LinuxQuestions.org
Support LQ: Use code LQ3 and save $3 on Domain Registration
Go Back   LinuxQuestions.org > Forums > Linux Forums > Linux - Newbie
User Name
Password
Linux - Newbie This Linux forum is for members that are new to Linux.
Just starting out and have a question? If it is not in the man pages or the how-to's this is the place!

Notices


Reply
  Search this Thread
Old 09-14-2011, 02:29 PM   #1
roopakl
Member
 
Registered: Sep 2011
Posts: 92

Rep: Reputation: Disabled
Enabling users to change their htpasswd password


Sir,
I gone through
"http://stackoverflow.com/questions/4736413/apache-htpasswd-secure-password-change/7421052#7421052" link.
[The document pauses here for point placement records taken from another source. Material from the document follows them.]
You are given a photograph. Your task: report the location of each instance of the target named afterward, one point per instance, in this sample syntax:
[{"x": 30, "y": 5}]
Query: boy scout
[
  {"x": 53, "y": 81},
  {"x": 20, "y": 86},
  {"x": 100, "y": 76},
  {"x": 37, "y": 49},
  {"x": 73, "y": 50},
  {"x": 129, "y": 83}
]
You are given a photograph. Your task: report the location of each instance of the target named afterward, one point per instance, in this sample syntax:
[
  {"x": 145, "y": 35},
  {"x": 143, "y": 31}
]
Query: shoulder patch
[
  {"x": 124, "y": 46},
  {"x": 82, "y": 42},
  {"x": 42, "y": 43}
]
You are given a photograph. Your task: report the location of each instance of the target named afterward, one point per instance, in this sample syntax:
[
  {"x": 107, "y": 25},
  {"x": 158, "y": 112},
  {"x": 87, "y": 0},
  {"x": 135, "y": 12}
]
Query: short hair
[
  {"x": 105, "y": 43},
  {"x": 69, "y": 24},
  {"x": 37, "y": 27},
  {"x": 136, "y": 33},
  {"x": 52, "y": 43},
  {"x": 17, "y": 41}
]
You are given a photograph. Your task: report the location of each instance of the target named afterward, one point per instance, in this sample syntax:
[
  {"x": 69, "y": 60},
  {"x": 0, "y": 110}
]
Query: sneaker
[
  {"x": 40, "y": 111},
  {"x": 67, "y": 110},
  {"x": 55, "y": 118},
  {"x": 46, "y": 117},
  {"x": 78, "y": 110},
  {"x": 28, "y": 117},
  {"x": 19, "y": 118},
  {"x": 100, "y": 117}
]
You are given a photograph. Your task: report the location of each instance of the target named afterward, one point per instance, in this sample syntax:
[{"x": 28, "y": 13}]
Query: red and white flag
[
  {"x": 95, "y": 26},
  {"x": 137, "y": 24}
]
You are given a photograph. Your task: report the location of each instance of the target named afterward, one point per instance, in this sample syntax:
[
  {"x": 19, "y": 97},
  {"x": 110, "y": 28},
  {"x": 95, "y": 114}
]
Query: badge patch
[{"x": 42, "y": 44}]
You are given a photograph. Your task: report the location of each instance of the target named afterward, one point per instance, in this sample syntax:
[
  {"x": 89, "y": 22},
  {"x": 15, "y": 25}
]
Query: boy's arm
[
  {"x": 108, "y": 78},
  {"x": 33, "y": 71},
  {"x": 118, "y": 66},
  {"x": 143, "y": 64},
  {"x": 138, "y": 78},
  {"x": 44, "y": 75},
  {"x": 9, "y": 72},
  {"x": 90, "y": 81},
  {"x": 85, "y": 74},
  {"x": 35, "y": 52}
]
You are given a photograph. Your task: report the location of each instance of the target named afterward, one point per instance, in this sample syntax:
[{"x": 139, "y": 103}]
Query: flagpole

It is confusing, So could anybody please clarify these below doubts
1) # ls -la .htpasswd -rw-r--r-- 1 www-data root 18 10. Mai 16:30 .htpasswd
For above file, should we create it under /var/www in the webserver? and this file is nothing but the same in which we are copying that bash shell script. isn't it?

2) # cat .ssh/authorized_keys
command="/var/www/.htpasswd.sh" ssh-rsa AAAA... user@host
The 2nd one is not clear. Should we do this in the web server or in every client machine. Could you please show me with some example. Because I copied as it is but it is not working. what about "AAAA... user@host", should we type AAAA... also and user@host means who and which. I added as "roopa@192.168.0.3"(which is the client PC username and IP address) in .ssh/authorized_keys under root's home directory of the web server, and ran "ssh apache@localhost" and ran "ssh apche@(webserverIP) from the client machine. I got connection refused error for 1st one, asking apache password for 2nd one. I gave username as apache because I am running centos(web server) and home dirctory of apache is /var/www. So I could not understand and I request you to explain with full details.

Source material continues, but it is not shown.